Aile şirketlerinin çoğunluğu birinci kuşakta yok olmakta, üçüncü kuşakta yaşayan aile şirketlerinin sayısı ise oldukça düşük kalmaktadır. ABD'de yapılan bir araştırmada birinci kuşakta son bulan aile şirketi sayısı %80; ikinci kuşağa ulaşanların oranı %16, üçüncü kuşağa ulaşanların oranı %4'dür.
Aile şirketlerinin ülkedeki ekonomik faaliyetlerden aldıkları büyük pay dikkate alındığında, kurumsal yönetimin aile şirketlerine uygulanmasının çok önemli bir süreç olduğu ortaya çıkmaktadır.

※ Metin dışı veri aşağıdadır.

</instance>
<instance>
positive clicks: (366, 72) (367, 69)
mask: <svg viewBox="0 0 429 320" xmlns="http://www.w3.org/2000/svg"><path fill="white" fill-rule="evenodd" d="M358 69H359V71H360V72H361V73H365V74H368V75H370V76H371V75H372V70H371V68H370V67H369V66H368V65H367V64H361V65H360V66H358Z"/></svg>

Aile şirketlerinde kurumsal yönetim sadece kurucu aile büyüğünün ve aile bireylerinin gerçekleştirebileceği bir süreç olmayıp kollektif bir süreçtir. Dolayısıyla bir öğrenme ve değişim süreci ve buna bağlı olarak da geçiş ve uyum maliyeti bulunmaktadır.
Halka açılarak Borsa'da işlem gören aile şirketleri, kurumsal yönetim uygulamalarını daha etkin ve hızlı bir şekilde yerine getirebilmektedirler. Söz konusu uygulamaların birçoğunun ise düzenleyici ve denetleyici kurumların yaptıkları düzenlemelere uyum sağlanması amacıyla yapıldığı söylenebilir. Bunun dışında, kurumsal yönetimin tüm gereklerini yerine getirmek konusunda istekli ve bu konuda oldukça mesafe almış aile şirketleri olabilmektedir.
Aile şirketleri halka açılmayı, öncelikle alternatif düşük maliyetli bir finansman aracı olarak tercih edebilecekleri gibi, kurumsallaşmaya ve kurumsal yönetime geçişin bir aşaması olarak da görmeleri mümkündür. Ancak, halka arz kararı verilmesi, aile şirketinin her iki amacı da aynı anda hayata geçirmeleri olanağını verecektir. Aile şirketlerinin halka açılarak İMKB'de işlem görmeye başlamaları, şirketlerdeki kurumsallaşmayı ve iyi kurumsal yönetim uygulamalarını artıracağı gibi, aynı zamanda şirketin sürdürülebilirliği konusunda bir ivme katacak ve şirketlere düşük maliyetli finansman kaynağı sağlayacaktır.